Fixed Broadband Subscriptions
Number of fixed broadband Internet subscriptions per 100 people.
Quick Reference
Unit
per 100 people
Category
Communications
Metric Code
broadband_subscriptions_per100
How It's Calculated
Total number of fixed broadband subscriptions (residential and organizational) divided by population, multiplied by 100. Includes subscriptions with download speeds ≥ 256 kbit/s via cable modem, DSL, fiber-to-the-home/building, satellite broadband, terrestrial fixed wireless broadband, and other fixed (wired) technologies. Based on administrative data from Internet service providers reported to ITU. Does not include mobile broadband.
Why It Matters
Fixed broadband provides higher-quality, more reliable Internet access than mobile networks, essential for bandwidth-intensive activities like remote work, online education (video conferencing), telemedicine, cloud computing, and streaming. It is a key infrastructure indicator of digital economy readiness. Low fixed broadband penetration in developing countries reflects reliance on mobile-only Internet access, which has limitations for productivity and inclusion.
Understanding the Values
Very Low: < 5 per 100 (minimal fixed infrastructure - mobile-only access) Low: 5-15 (limited fixed broadband - urban concentration) Moderate: 15-25 (expanding access - suburban/peri-urban growth) High: 25-35 (widespread access - most urban households connected) Very High: > 35 (near-universal urban coverage - fiber rollout) Global average: ~19 per 100 (2023) High-income: ~30-45 per 100 (Switzerland 48, France 47) Low-income: < 1 per 100 (mobile-first markets) Note: Many households share one subscription.
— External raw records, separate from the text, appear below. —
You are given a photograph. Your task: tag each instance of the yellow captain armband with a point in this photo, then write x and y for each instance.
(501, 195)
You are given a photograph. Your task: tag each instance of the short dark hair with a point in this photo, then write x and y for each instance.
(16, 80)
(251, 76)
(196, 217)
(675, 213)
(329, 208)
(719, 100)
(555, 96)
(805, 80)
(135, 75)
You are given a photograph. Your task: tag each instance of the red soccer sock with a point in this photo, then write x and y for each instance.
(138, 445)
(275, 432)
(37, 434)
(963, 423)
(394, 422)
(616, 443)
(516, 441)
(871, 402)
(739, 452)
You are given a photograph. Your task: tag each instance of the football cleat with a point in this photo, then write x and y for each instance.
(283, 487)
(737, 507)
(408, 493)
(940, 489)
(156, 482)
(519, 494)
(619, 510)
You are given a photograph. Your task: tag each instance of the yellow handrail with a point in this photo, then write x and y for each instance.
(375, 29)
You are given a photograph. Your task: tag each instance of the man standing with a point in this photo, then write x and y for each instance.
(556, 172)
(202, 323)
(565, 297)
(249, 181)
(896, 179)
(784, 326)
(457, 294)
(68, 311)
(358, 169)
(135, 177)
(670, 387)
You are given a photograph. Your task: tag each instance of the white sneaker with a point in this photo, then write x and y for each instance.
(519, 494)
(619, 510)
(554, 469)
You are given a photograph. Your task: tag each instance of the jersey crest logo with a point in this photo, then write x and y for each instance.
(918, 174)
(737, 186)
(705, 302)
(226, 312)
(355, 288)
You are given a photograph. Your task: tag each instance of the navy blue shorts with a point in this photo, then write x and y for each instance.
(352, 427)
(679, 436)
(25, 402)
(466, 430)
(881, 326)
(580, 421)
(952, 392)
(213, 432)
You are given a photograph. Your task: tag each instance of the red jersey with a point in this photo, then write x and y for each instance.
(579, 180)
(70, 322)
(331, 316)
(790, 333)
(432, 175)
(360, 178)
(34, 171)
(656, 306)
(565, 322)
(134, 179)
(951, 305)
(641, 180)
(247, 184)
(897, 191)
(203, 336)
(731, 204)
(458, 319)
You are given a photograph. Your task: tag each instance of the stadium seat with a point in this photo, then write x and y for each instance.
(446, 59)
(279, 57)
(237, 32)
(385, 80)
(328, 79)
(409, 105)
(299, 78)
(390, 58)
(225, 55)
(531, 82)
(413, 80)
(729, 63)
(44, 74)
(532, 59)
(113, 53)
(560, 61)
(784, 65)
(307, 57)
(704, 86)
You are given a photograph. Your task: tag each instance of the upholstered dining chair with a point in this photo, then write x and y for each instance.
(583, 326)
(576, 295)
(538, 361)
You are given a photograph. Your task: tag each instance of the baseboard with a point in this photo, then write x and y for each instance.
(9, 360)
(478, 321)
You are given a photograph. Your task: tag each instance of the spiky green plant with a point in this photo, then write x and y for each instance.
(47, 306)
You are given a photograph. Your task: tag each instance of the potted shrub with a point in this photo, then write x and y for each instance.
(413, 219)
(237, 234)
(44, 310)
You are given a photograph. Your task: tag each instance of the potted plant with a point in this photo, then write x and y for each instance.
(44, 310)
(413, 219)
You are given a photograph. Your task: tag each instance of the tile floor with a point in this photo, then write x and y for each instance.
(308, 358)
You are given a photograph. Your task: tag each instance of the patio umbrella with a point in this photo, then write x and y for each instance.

Per-household metrics (not captured here) are often more meaningful than per-capita.
Related Metrics
Data Quality & Coverage
Coverage: 217 countries Update frequency: Annual Sources: World Bank / ITU World Telecommunication/ICT Indicators Database Limitations: Does not measure actual usage, speed tiers (256 kbit/s minimum is very slow by modern standards), or reliability. Geographic availability varies greatly (urban vs rural). Organizational subscriptions (businesses, schools, governments) counted equally to residential. Does not capture shared access (households, Internet cafes). Fiber vs DSL vs cable distinctions not tracked. Affordability (cost as % of income) not reflected.